Thomas Fawconer Maior 1414. caused the ditch to be clensed.

Ralf Ioceline Maior 1477. caused the whole ditch to be cast and clensed, and so from time to time it was clensed, and otherwise reformed, namely, in 1519, the tenth of Henrie 8. for clensing and scowring the common ditch betweene Aldgate and the Posterne next the Tower ditch. The chief ditcher had by the day vij.d. the second ditcher vi.d. the other ditchers v.d. And euery vagabonde (for so were they termed) one pennie the day meate and drinke, at charges of the Citie. iij.s. iiij.d.

In my remembrance also the same was clensed, namely the Mooreditch, when sir William Hollies was Maior, in the yere 1540. & not long before, from the Tower of London to Aldgate.
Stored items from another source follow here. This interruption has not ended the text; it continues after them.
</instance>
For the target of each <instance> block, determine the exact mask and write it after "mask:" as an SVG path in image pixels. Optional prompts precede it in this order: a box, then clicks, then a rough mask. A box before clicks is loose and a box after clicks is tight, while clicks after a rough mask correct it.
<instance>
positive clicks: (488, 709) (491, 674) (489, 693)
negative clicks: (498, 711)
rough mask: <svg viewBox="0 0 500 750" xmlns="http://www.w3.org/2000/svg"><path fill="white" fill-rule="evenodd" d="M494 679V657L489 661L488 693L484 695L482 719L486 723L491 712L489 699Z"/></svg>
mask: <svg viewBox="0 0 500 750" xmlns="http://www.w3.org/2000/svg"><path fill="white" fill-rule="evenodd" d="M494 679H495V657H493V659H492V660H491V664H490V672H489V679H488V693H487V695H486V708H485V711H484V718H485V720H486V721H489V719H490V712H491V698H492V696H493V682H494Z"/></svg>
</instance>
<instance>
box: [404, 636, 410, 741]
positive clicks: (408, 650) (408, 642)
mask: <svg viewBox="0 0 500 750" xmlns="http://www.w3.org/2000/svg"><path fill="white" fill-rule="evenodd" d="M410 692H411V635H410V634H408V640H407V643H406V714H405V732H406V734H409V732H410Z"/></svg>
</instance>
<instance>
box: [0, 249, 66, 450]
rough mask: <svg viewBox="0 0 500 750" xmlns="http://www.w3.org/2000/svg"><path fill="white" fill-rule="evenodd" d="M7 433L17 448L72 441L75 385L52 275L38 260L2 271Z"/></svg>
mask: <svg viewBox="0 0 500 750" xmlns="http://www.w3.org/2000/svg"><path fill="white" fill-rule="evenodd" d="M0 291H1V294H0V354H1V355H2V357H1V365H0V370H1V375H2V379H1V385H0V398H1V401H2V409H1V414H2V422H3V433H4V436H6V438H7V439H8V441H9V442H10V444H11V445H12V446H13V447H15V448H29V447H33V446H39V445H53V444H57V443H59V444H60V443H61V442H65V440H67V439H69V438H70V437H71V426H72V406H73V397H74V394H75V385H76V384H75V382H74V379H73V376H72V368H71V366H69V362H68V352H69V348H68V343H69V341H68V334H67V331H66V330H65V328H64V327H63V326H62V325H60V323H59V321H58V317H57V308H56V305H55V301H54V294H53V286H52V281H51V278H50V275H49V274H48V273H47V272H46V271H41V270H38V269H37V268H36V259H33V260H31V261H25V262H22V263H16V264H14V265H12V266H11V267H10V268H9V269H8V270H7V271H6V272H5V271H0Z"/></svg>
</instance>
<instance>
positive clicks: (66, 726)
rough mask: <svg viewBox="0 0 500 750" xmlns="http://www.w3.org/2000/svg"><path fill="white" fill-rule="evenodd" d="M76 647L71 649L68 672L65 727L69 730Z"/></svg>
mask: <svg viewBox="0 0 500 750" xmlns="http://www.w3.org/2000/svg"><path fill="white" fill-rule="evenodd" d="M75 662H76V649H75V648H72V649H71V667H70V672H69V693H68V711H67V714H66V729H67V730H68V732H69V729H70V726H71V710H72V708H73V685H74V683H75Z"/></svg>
Plentie of good fish in the Towne ditch.

It was againe clensed in the yeare 1549. Henrie Amcotes being Maior, at the charges of the Companies. And againe 1569. the II. of Queene Elizabeth, for clensing the same ditch betweene Ealdgate and the Posterne, and making a new sewere, and wharf of tymber from the head of the Posterne into the towne ditch, viii.C.xiiij. pound, xv.s. viij.d. Before the which time the saide ditch lay open, without wall or pale, hauing therein great store of verie good fish, of diuerse sorts, as many men yet liuing, who haue taken and tasted them can well witnes: but now no such matter, the charge of clensing is spared, and great profite made by letting out the banks, with the spoyle of the whole ditch.

I am not ignorant of two fifteenes graunted by a common Councell in the yeare 1595. for the reformation of this ditch, and that a small portion thereof, to wit, betwixt Bishopsgate, and the Posterne called Mooregate, was clensed and made somewhat broder: but filling againe very fast, by reason of ouerraysing the ground neare adioyning, therefore neuer the better: and I will so leaue it, for I cannot helpe it.